Did Holmes's view of juries evolve over time? Did Dr. Watson eventually follow the path chosen by Jefferson Hope and be the second man in the Canon to decide he was a jury, or does Holmes's appointment of him make him a more innocent jury-poser? In any case, it's the lazy days of summer, so don't think too hard about it.

Wednesday, August 2, 2017

That moment you loved Sherlock Holmes best.

When did you most enjoy Mr. Sherlock Holmes?

Don't answer right away. Let the full meaning of that question sink in.

At this point, nearly a hundred and thirty years after his creation, Sherlock Holmes is so much a part of the culture that the sixty tales with Arthur Conan Doyle's name on them is probably not your initial introduction to the character. Unless Doyle's work was thrust upon you in school (and you were paying attention), chances are you first saw Sherlock Holmes on television.

And while most of us anchor our love of Sherlock to a Canon, be it ACD or BBC, I would venture to say that our biggest lifetime thrill regarding Mr. Sherlock Holmes did not come directly from the ACD anchor-point any more. It is the holy source of all things Sherlock, yes, but that fan who traces their initial falling in love with Sherlock Holmes to a moment in, say, The Hound of the Baskervilles is becoming rare indeed.

And even if you truly bonded to Holmes after full ACD Canon immersion, I'd bet if we had hooked you up to any source of response-measurement machine for your entire life, your highest reaction point to a Sherlock Holmes stimuli would have come from something later, something that took you by surprise once you had developed your love of Sherlock Holmes over time.

Because I don't think we ever truly enjoy Sherlock Holmes completely until we know Sherlock Holmes.

It's like the concept of love at first sight. Sure, you might have a moment of "Wow, that person is amazing and I'm having feelings!" But if that's the peak of your relationship with that person, why even bother having a relationship. You'll always remember that moment, but, if things go well, you'll have a lot more moments you remember just as fondly, if not moreso.
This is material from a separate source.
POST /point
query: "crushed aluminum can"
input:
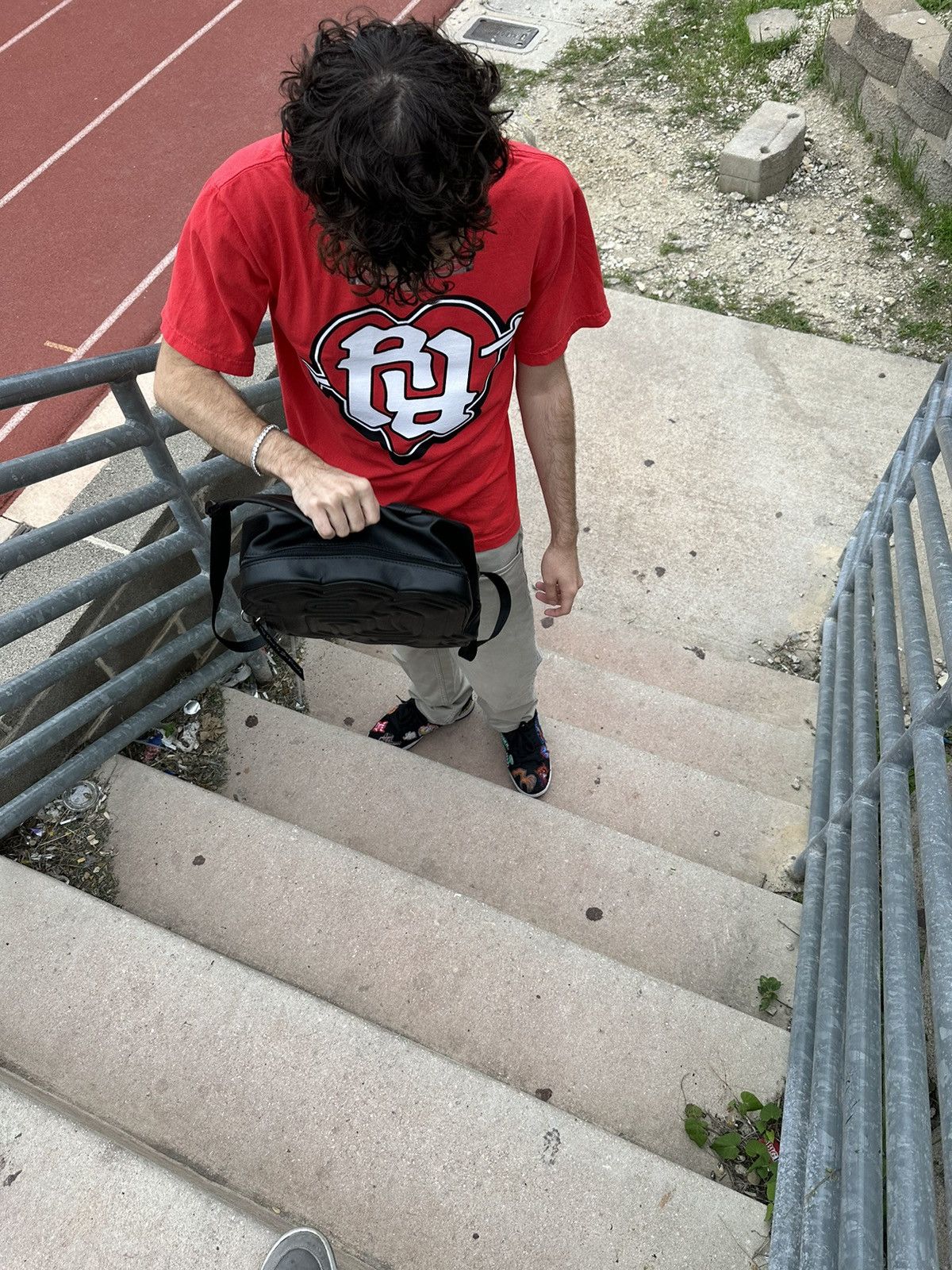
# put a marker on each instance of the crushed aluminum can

So it is with Mr. Sherlock Holmes.

And when you consider the long term . . . like being into Sherlock Holmes for decades and decades, as many people are . . . you don't hang on that long without some high points along the way. It may be discovering other fans who speak your language at a Sherlockian event. It may be in something really good written by a non-ACD author. And it may be . . . heaven forbid . . . in a movie or television show.

To be honest, as much as I've loved Sherlock Holmes the character and drawn fun and frolic from the original ACD tales over time, I think that if I had to rank single moments of joy, BBC Sherlock topped the Doyle Canon in spots. Works by other writers, both pastiche and essay, have topped the Doyle Canon at times for sheer enjoyment. ACD's works are the fuel, but they aren't the engine, and they certainly don't press the pedal to the metal any more . . . that comes from forces outside those original sixty stories. Is that blasphemy at this point? I really don't think so.

A staple of Sherlockian essaydom has long been "what is it that we love best about Sherlock Holmes" or "when did I first meet Sherlock Holmes." But as Holmes has spread so far and wide in our culture, a new question to add to those staples might be "When did I love Sherlock Holmes the best?"

Because there's so much Holmes to love out there. And should love ever have limits?